"The Mirror" (1975): Movie, DVD Review
Directed by Andrei Tarkovsky, written by Tarkovsky and Aleksandr Misharin, featuring poetry by Arseni Tarkovsky, 108 minutes, not rated.
By our guest blogger, Kicia Sears
There is much to be said about Russian director Andrei Tarkovsky’s 1975 film "The Mirror," but none of the praise would be for the taught plot arc and distinctive characters. The film is loosely based on the director’s childhood and offers nearly two hours of interwoven dream sequences, memories and footage from World War I.
There is no overarching plot structure. Basically, the movie takes place in a few general time periods in Tarkovsky’s life--when Aleksei (based on the director) was a young boy living in the country with his mother Maroussia; an older Aleksei and his interactions with his wife Natalya, his son Ignat, and his mother; and finally, the war. Tarkovsky likes to use symbolism, dreams and unconventional storytelling techniques to produce different effects on the audience. It would appear that the intended effect behind "The Mirror" is to confuse. Not only because the plot is a patchwork, but also because most of the major characters are played by the same actors or otherwise look very similar.
Margarita Terekhova and Ignat Daniltsev play two characters each (Maroussia/Natalya, and Aleksei/Ignat, respectively). If that doesn’t make it confusing enough, each set of characters has the same relationship--mother-son. Terekhova does an incredible job while faced with a difficult task, setting up subtle differences between two characters that gradually build, though it’s still tough to keep track of who’s who.
Once you figure that out, there’s the problem of what happens. We find out immediately that Aleksei’s father is out of the picture. Later, an adult, Aleksei finds himself clinging to his 13-year-old son Ignat, though it would appear that the tension between Natalya and Aleksei after divorcing has left Ignat with some bitterness toward his father.
At one point, Aleksei has a dream that his mother is washing her hair when it starts raining inside the room. It’s a beautiful sequence, and Tarkovsky is known for using rain/running water juxtaposed against fire, as in another scene (a memory) in which the family barn burns down. There also are memory scenes involving Aleksei’s mother at her job as a copy editor, where her mental state is revealed as very fragile. The war hits Russia, and the audience is shown grim footage featuring children crying and the chilling failure of the CCCP-1 stratospheric balloon launch. Though the film is supposed to be somewhat of an autobiography, it lacks the intimacy of such by refusing to give the audience Aleksei’s true point of view. At the end of the day, it’s muddled and confusing despite its admirable unorthodoxy.
Unfortunately, the area in which the film suffers most for non-Russian speaking viewers are the subtitles. They are done in thin, white lettering and whenever they appear on something that is lightly colored or white, which happens about 50 percent of the time in a black and white film, it is impossible to read the dialogue or poetry. This is incredibly distracting and the film suffers from even more obscurity for English speaking audiences because of it.

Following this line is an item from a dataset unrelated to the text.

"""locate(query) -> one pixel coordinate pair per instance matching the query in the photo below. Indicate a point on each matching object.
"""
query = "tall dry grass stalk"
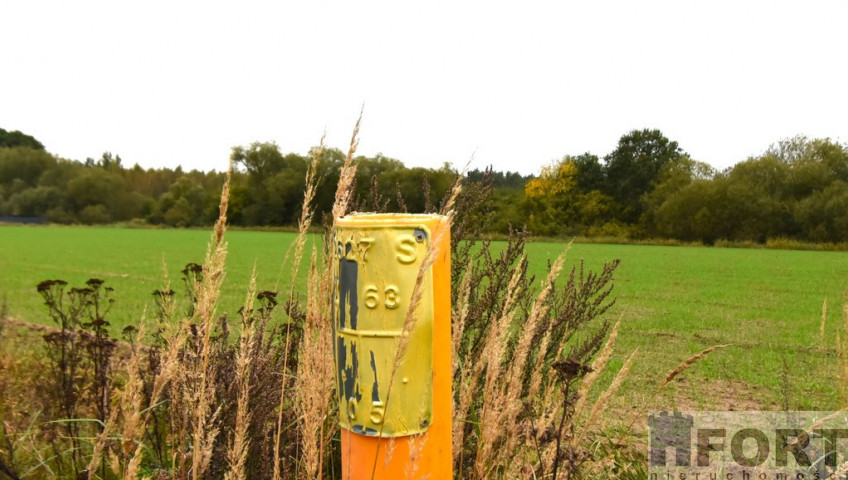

However, one is able to collect a few moments of clarity that trickle out of the obtuse. It is clear that Aleksei’s father left when he was a child, and he grew up loving and resenting his mother. Later, perhaps in an attempt to make up for his fractured relationship with his mother, he married a girl who looked like her, only to find out how different the two women really are. The film seems hopeless, as if at the end Tarkovsky realized that he couldn’t make up for lost time.

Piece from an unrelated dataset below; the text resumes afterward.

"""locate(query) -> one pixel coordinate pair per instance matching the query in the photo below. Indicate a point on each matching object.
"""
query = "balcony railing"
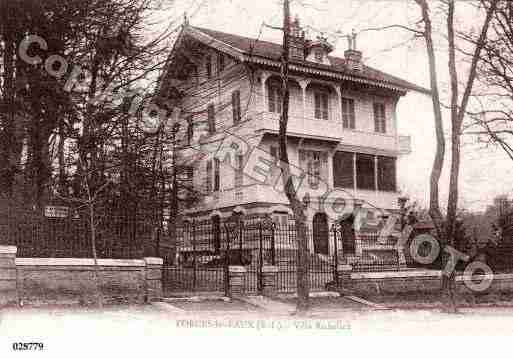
(332, 130)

Some say that before a person dies, their life flashes before their eyes--and this film very well could be what flashes before Aleksei’s (Tarkovsky’s) eyes on his deathbed. It’s a collection of memories mixed with dreams until they can’t be separated, sobering wartime experiences, and attempts to understand his mother and his ex-wife better than he had before. It is placed against a somber score of classical music, and the cinematography is beautiful. The Mirror is enjoyable to watch, and even if at the end you can’t tell mother from girl and boy from man, there is the feeling that sometimes Tarkovsky couldn’t either.